2009年4月11日 星期六

Sergio Sismondo

Sergio Sismondo
Queen's University, Canada

Authored Books
An Introduction to Science and Technology Studies. Blackwell, 2004 (translated into: Chinese, simplified characters, 2007, Chinese, complex characters, 2008, translated into Estonian 2008, Japanese translation in progress; 2nd English edition forthcoming 2009)

The Art of Science (Boris Castel and Sergio Sismondo). Broadview Press, 2003 (translated into Korean, 2006)

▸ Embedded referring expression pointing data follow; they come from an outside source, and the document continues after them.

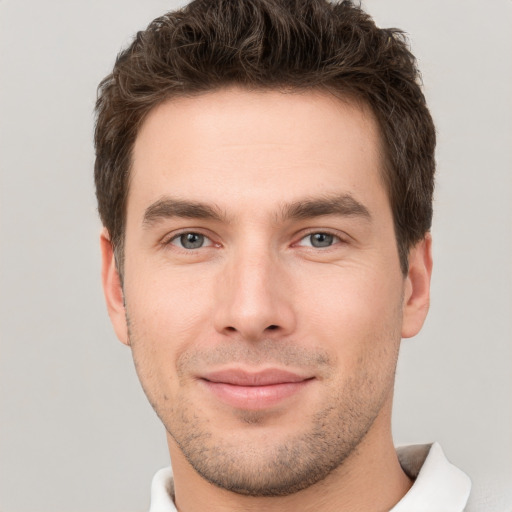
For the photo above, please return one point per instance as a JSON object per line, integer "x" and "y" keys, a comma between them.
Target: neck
{"x": 369, "y": 480}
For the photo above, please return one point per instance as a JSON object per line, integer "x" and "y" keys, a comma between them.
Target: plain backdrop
{"x": 76, "y": 433}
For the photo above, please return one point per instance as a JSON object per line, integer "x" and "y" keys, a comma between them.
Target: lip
{"x": 254, "y": 390}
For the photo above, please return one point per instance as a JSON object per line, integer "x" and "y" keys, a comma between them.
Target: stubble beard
{"x": 273, "y": 466}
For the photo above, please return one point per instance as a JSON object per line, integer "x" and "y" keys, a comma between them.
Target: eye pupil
{"x": 321, "y": 240}
{"x": 192, "y": 240}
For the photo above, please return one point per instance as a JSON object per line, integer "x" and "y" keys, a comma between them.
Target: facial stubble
{"x": 255, "y": 462}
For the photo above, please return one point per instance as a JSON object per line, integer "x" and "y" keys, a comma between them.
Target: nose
{"x": 254, "y": 298}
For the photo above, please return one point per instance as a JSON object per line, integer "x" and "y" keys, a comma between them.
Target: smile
{"x": 254, "y": 391}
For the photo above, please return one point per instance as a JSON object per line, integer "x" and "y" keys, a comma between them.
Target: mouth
{"x": 254, "y": 390}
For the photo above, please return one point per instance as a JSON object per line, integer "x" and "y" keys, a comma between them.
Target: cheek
{"x": 165, "y": 317}
{"x": 354, "y": 311}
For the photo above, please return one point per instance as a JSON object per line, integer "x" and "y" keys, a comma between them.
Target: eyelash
{"x": 338, "y": 238}
{"x": 169, "y": 241}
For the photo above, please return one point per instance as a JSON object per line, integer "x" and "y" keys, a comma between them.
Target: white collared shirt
{"x": 438, "y": 485}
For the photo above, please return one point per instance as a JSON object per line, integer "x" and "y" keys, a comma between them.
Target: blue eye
{"x": 191, "y": 241}
{"x": 319, "y": 240}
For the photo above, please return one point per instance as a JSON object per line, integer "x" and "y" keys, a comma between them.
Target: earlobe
{"x": 417, "y": 287}
{"x": 112, "y": 288}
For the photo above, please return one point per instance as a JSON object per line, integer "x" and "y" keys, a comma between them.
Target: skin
{"x": 258, "y": 294}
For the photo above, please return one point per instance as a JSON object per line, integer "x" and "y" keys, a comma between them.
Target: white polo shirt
{"x": 438, "y": 485}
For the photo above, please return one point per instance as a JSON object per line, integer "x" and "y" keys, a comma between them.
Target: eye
{"x": 319, "y": 240}
{"x": 191, "y": 240}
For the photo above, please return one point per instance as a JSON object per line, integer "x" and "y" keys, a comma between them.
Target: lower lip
{"x": 255, "y": 397}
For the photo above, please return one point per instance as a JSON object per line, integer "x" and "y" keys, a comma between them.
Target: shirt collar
{"x": 438, "y": 484}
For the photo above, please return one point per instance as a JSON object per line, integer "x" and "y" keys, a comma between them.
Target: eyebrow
{"x": 343, "y": 205}
{"x": 168, "y": 207}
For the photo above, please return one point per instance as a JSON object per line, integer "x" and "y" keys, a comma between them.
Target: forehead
{"x": 267, "y": 146}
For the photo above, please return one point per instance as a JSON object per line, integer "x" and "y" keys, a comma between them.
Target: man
{"x": 264, "y": 175}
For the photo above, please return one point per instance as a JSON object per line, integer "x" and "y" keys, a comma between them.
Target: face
{"x": 264, "y": 297}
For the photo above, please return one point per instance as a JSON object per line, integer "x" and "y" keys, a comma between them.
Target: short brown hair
{"x": 271, "y": 44}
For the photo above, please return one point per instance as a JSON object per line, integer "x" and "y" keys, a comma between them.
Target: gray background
{"x": 76, "y": 433}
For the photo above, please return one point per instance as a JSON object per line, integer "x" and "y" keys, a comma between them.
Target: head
{"x": 264, "y": 174}
{"x": 280, "y": 45}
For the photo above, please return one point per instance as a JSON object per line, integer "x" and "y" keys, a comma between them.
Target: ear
{"x": 417, "y": 287}
{"x": 112, "y": 288}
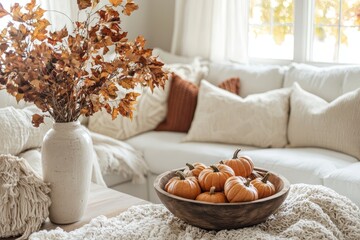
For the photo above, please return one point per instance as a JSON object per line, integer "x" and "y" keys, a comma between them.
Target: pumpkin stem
{"x": 247, "y": 184}
{"x": 266, "y": 177}
{"x": 236, "y": 153}
{"x": 190, "y": 166}
{"x": 214, "y": 168}
{"x": 180, "y": 174}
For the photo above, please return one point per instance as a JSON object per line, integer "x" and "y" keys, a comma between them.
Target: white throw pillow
{"x": 258, "y": 120}
{"x": 151, "y": 108}
{"x": 253, "y": 78}
{"x": 334, "y": 125}
{"x": 16, "y": 130}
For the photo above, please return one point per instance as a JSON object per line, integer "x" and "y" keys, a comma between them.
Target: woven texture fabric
{"x": 258, "y": 120}
{"x": 334, "y": 125}
{"x": 182, "y": 103}
{"x": 24, "y": 198}
{"x": 309, "y": 212}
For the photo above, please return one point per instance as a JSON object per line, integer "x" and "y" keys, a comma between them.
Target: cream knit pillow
{"x": 258, "y": 120}
{"x": 151, "y": 108}
{"x": 316, "y": 123}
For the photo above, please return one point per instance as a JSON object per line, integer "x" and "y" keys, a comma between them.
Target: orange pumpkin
{"x": 195, "y": 169}
{"x": 254, "y": 175}
{"x": 212, "y": 196}
{"x": 215, "y": 175}
{"x": 264, "y": 187}
{"x": 242, "y": 166}
{"x": 186, "y": 187}
{"x": 238, "y": 189}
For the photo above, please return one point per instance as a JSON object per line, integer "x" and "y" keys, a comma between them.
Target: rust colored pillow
{"x": 182, "y": 103}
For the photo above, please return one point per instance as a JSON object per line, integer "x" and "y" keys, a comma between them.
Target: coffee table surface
{"x": 102, "y": 201}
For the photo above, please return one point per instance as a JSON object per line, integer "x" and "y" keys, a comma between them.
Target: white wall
{"x": 154, "y": 20}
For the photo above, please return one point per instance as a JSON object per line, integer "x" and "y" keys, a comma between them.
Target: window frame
{"x": 303, "y": 28}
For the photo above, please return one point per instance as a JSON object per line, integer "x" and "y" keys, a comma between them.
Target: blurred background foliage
{"x": 276, "y": 17}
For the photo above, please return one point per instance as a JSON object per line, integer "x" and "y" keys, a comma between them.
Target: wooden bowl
{"x": 218, "y": 216}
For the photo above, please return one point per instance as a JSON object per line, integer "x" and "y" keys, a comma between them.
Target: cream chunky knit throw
{"x": 309, "y": 212}
{"x": 24, "y": 199}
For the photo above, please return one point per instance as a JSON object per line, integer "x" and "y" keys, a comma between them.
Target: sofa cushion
{"x": 326, "y": 82}
{"x": 164, "y": 151}
{"x": 301, "y": 165}
{"x": 314, "y": 122}
{"x": 182, "y": 103}
{"x": 258, "y": 120}
{"x": 16, "y": 131}
{"x": 254, "y": 78}
{"x": 116, "y": 179}
{"x": 346, "y": 181}
{"x": 151, "y": 107}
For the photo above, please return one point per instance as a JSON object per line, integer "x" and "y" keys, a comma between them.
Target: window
{"x": 305, "y": 31}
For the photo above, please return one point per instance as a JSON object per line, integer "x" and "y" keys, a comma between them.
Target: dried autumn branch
{"x": 65, "y": 74}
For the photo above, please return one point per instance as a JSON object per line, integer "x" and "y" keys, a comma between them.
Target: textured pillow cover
{"x": 334, "y": 125}
{"x": 24, "y": 198}
{"x": 258, "y": 120}
{"x": 151, "y": 108}
{"x": 182, "y": 103}
{"x": 16, "y": 131}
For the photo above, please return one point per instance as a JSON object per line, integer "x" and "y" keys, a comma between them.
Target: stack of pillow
{"x": 257, "y": 109}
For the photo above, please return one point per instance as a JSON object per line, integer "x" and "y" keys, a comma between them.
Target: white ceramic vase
{"x": 67, "y": 153}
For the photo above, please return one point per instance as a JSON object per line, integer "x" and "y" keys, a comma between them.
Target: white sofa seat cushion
{"x": 326, "y": 82}
{"x": 346, "y": 181}
{"x": 164, "y": 151}
{"x": 301, "y": 165}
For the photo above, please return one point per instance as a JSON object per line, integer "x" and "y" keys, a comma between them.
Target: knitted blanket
{"x": 309, "y": 212}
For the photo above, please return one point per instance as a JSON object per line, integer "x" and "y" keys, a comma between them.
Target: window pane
{"x": 271, "y": 24}
{"x": 336, "y": 31}
{"x": 275, "y": 44}
{"x": 327, "y": 12}
{"x": 349, "y": 45}
{"x": 260, "y": 12}
{"x": 350, "y": 12}
{"x": 325, "y": 44}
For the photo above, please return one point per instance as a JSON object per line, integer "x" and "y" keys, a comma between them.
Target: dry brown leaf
{"x": 65, "y": 74}
{"x": 37, "y": 119}
{"x": 3, "y": 12}
{"x": 115, "y": 3}
{"x": 129, "y": 8}
{"x": 82, "y": 4}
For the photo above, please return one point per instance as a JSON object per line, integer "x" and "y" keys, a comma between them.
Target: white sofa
{"x": 166, "y": 150}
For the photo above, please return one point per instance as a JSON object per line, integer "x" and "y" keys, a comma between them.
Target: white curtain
{"x": 213, "y": 29}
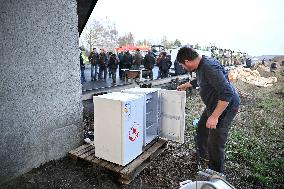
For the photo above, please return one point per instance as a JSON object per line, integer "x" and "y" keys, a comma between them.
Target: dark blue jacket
{"x": 214, "y": 84}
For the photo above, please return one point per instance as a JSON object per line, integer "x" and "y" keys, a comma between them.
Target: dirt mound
{"x": 252, "y": 76}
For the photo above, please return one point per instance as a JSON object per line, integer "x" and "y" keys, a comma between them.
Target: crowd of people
{"x": 105, "y": 64}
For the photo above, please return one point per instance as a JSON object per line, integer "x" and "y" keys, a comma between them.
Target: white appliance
{"x": 125, "y": 122}
{"x": 164, "y": 113}
{"x": 151, "y": 109}
{"x": 118, "y": 126}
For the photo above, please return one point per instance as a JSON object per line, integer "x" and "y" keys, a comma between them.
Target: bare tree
{"x": 127, "y": 39}
{"x": 102, "y": 34}
{"x": 143, "y": 42}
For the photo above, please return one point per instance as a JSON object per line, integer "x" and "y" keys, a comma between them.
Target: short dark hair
{"x": 186, "y": 53}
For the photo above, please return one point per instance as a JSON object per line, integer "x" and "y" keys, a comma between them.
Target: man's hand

Science without Myth: On Constructions, Reality and Social Knowledge. Albany, NY: SUNY Press, 1996.

Current Research

General Science & Technology Studies (STS)
Most of my research explores the philosophical consequences of seeing science as a thoroughly social activity. Historical and sociological work on the practice of science should affect our views of a diverse set of issues in the philosophy of science, from the realism/anti-realism debate to the scope of standpoint epistemologies. For this reason I try to be aware of very general issues and trends in the field of STS. See my
Introduction to Science and Technology Studies.

Pharmaceutical Knowledge
Drug companies provide pathways on which information flows, and energy to make it flow. Through bottlenecks and around curves, new knowledge is created, and given shape by the channels it traverses. My project is a case study in the political economy of knowledge, of the production and distribution of knowledge. See
PharmaStudies.org.


Deflationary Philosophy of Science
I combine a down-to-earth or deflationary approach that focuses on ordinary scientific work, while insisting that we can draw philosophical lessons from that work. I argue that by adopting a deflationary attitude we can understand how realism, instrumentalism, and constructivism can all be right about science.